Protesters demand justice and block ATMs on campus
Video by Jason Rejali and Mason Rockfellow
Correction: a previous version of this article misspelled the name of University Police Department Deputy Chief Reginald Parson as “Parsons,” and also made reference to him as the UPD Chief Reginald Parson. Both errors have since been corrected.
SF State students demanded California State Universities divest from companies supporting the Keystone XL Pipeline and the North Dakota Access Pipeline by blocking the Wells Fargo and Bank of America ATMs outside the bookstore at noon Wednesday.

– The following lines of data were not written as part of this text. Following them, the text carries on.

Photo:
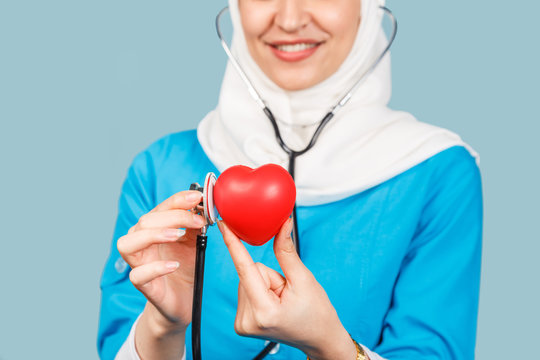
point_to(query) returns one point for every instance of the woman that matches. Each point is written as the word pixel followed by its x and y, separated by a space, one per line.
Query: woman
pixel 389 211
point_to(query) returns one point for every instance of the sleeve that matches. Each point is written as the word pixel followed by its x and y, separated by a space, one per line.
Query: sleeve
pixel 433 313
pixel 128 350
pixel 121 303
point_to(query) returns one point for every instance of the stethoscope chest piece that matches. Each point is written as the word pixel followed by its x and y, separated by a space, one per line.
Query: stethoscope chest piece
pixel 210 212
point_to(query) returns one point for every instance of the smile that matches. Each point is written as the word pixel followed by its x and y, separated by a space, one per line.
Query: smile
pixel 295 47
pixel 292 52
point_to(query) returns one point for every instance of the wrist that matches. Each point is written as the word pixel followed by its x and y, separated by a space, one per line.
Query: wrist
pixel 158 326
pixel 338 346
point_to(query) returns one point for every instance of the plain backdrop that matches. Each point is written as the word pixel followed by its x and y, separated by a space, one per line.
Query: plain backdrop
pixel 85 85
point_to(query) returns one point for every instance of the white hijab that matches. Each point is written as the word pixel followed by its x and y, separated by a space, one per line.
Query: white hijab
pixel 365 144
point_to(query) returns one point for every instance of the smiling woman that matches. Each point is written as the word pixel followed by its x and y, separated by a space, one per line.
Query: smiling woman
pixel 300 43
pixel 389 210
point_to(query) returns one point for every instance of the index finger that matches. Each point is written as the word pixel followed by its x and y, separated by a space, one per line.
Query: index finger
pixel 247 270
pixel 184 200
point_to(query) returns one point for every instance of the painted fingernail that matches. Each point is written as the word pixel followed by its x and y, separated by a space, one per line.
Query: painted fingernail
pixel 193 195
pixel 198 220
pixel 172 265
pixel 289 226
pixel 172 234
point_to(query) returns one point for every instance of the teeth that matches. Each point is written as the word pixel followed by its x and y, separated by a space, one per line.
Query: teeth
pixel 295 47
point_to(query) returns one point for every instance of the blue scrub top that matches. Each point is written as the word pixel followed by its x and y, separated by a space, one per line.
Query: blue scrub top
pixel 400 262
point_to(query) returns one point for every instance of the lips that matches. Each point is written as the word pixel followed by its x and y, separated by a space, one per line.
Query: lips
pixel 293 51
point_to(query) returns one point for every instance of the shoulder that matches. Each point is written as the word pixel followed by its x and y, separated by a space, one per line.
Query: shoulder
pixel 171 147
pixel 453 164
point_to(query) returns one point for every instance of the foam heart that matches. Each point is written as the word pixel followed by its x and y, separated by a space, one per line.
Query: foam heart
pixel 255 202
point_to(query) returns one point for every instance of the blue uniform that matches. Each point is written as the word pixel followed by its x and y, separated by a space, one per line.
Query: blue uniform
pixel 400 262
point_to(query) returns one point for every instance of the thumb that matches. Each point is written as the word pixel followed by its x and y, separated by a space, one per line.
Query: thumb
pixel 286 254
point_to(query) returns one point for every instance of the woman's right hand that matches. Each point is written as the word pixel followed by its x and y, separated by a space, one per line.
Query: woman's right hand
pixel 162 258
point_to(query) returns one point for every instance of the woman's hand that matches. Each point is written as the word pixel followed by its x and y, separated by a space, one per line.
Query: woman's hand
pixel 294 309
pixel 162 259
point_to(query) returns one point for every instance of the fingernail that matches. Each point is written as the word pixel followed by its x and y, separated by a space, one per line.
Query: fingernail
pixel 289 226
pixel 172 265
pixel 198 220
pixel 173 234
pixel 193 195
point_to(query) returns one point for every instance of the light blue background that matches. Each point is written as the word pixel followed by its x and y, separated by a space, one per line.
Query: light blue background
pixel 84 86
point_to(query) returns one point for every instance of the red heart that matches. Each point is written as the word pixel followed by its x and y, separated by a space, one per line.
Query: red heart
pixel 255 202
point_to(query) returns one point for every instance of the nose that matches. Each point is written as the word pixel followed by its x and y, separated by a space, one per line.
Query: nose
pixel 292 15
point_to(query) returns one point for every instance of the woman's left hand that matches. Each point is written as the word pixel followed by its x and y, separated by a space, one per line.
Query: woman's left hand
pixel 292 310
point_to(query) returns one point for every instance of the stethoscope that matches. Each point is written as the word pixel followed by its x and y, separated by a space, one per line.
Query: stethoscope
pixel 206 207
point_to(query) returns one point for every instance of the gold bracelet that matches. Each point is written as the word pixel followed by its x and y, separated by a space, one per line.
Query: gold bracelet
pixel 360 354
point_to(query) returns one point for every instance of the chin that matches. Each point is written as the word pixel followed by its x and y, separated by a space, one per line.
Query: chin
pixel 293 81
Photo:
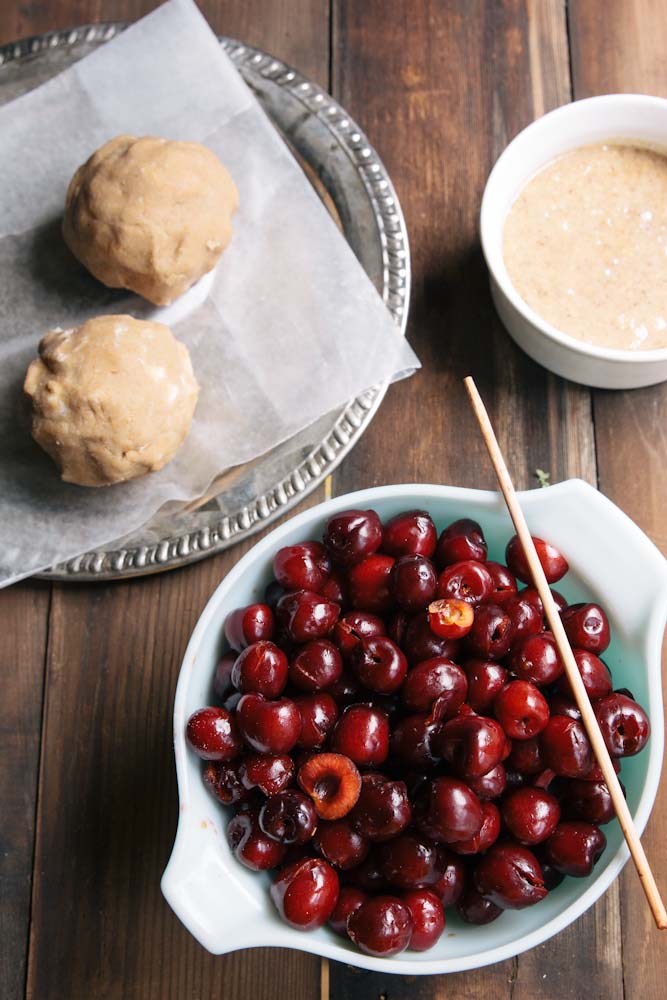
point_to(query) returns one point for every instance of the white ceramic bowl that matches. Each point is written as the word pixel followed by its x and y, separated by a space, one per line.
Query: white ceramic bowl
pixel 615 116
pixel 227 907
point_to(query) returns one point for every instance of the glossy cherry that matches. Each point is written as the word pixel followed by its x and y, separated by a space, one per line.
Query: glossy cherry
pixel 382 926
pixel 369 584
pixel 261 667
pixel 270 773
pixel 352 535
pixel 428 919
pixel 510 876
pixel 491 633
pixel 434 678
pixel 521 709
pixel 586 627
pixel 485 680
pixel 412 582
pixel 305 893
pixel 268 726
pixel 333 783
pixel 251 624
pixel 362 734
pixel 574 847
pixel 410 533
pixel 213 734
pixel 530 814
pixel 460 541
pixel 466 581
pixel 317 665
pixel 450 618
pixel 318 712
pixel 349 899
pixel 379 664
pixel 565 747
pixel 536 658
pixel 302 567
pixel 553 563
pixel 383 808
pixel 623 723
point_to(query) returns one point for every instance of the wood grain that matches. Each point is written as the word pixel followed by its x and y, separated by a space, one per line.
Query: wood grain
pixel 624 51
pixel 23 620
pixel 107 812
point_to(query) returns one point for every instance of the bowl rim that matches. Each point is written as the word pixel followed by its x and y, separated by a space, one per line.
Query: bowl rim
pixel 494 259
pixel 282 935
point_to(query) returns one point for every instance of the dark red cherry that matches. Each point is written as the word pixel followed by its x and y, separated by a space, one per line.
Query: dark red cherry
pixel 383 808
pixel 354 626
pixel 623 723
pixel 491 633
pixel 485 680
pixel 261 667
pixel 587 627
pixel 362 734
pixel 574 848
pixel 594 674
pixel 521 709
pixel 317 665
pixel 410 533
pixel 381 926
pixel 466 581
pixel 213 734
pixel 250 845
pixel 305 893
pixel 536 658
pixel 379 664
pixel 303 615
pixel 460 541
pixel 349 899
pixel 247 625
pixel 412 582
pixel 302 567
pixel 421 643
pixel 504 583
pixel 318 712
pixel 431 679
pixel 428 920
pixel 553 563
pixel 565 747
pixel 352 535
pixel 510 876
pixel 471 745
pixel 530 814
pixel 268 726
pixel 224 780
pixel 369 584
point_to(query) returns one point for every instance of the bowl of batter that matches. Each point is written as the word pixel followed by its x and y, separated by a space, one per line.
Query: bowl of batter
pixel 574 232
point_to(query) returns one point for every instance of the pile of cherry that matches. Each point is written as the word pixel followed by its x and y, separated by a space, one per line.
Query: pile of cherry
pixel 397 734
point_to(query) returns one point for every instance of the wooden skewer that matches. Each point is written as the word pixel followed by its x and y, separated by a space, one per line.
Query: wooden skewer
pixel 581 697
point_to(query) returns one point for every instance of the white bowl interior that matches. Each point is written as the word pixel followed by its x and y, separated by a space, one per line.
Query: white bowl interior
pixel 632 117
pixel 227 907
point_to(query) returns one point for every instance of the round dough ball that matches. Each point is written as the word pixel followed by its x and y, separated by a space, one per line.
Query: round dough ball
pixel 112 399
pixel 149 214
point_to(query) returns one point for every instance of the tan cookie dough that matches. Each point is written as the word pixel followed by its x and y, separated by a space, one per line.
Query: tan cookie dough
pixel 151 215
pixel 112 399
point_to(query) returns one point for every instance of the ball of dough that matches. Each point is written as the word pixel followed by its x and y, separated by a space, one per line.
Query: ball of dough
pixel 112 399
pixel 149 214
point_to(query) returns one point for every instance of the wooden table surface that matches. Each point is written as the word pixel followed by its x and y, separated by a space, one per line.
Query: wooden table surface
pixel 87 786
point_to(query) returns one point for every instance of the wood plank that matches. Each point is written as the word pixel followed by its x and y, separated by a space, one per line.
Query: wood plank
pixel 440 89
pixel 23 626
pixel 108 805
pixel 620 50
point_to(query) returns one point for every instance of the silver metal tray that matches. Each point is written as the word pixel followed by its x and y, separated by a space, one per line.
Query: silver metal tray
pixel 351 179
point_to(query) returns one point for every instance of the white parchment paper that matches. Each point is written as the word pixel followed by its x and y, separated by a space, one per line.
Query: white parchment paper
pixel 291 327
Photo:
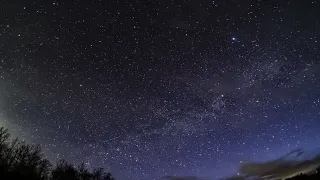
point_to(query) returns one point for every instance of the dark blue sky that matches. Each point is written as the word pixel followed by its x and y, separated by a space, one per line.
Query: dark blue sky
pixel 152 88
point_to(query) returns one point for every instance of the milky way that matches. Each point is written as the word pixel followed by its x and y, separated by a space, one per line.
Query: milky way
pixel 152 88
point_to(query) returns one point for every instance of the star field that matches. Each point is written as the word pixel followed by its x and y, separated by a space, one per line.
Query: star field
pixel 151 88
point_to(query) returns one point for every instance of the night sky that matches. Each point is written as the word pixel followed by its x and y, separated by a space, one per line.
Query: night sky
pixel 161 87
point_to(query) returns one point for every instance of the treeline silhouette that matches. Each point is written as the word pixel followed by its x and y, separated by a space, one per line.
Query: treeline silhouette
pixel 19 160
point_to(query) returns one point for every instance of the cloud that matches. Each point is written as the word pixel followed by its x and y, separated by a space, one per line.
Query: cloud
pixel 286 166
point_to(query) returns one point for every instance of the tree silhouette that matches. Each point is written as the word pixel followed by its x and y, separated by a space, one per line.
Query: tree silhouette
pixel 19 160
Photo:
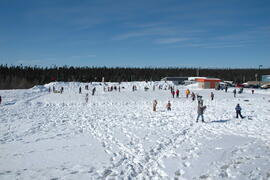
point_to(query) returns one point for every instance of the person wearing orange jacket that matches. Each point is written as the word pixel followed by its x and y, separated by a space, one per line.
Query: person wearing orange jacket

Members of the student organization Justice protested in front of the ATMs, keeping students from using the machines in a call for the University to replace them with credit union machines.
“They told me I couldn’t use it and they’re going to keep protesting until Wells Fargo divests their support of the pipeline in Dakota,” said Martha Griswold, an SF State graduate student. “I do support the protest, but I wish there was some way that it didn’t inconvenience me.”
There was a lot of back-and-forth exchange between demonstrators and students who wanted to access their bank accounts.
Eleven police officers arrived around 1:30 p.m. and spoke with the organizers from Justice. No students were arrested during the protest.
“Although students have a right to express free speech, they were violating portions of the Student Code of Conduct by blocking direct access to the machines,” University Police Department Deputy Chief Reginald Parson said via email.
SF State student Josh Fick said he bought his girlfriend flowers and needed to use a Wells Fargo Bank ATM to get bus fare.
Jessie Domingo services the campus machines and attempted to make a repair on Wednesday, but was also impeded and walled off by the student demonstration.
University Corporation Executive Director Jason Porth and Arthur Savangsy of the Student Kouncil of Intertribal Nations, represented the University and the protesters in a mediation where a list of demands was given.
“The importance is that the U.S. recognizes their commitment to a people that they’ve already put down in paper, you know? And now they’re going back on their word,” said SF State art education major Jessica Monette.
Monette said standing up for this fight is demanding respect for everyone, not just Native Americans. “It’s our rights for water and it’s everyone’s rights — it’s everybody’s fight,” Monette said.
“We were originally notified of the activity in front of the ATMs when a member of the campus community attempted to use one of the machines but felt as if his/her access were denied,” UPD Deputy Chief Parson said via email.
Parson also stressed that UPD, in partnership with the University, supports peaceful campus activities and First Amendment speech protection.
“In general, our role within UPD is to maximize the value of the student experience, but do so in a way that peacefully protects all parties involved,” Parson said.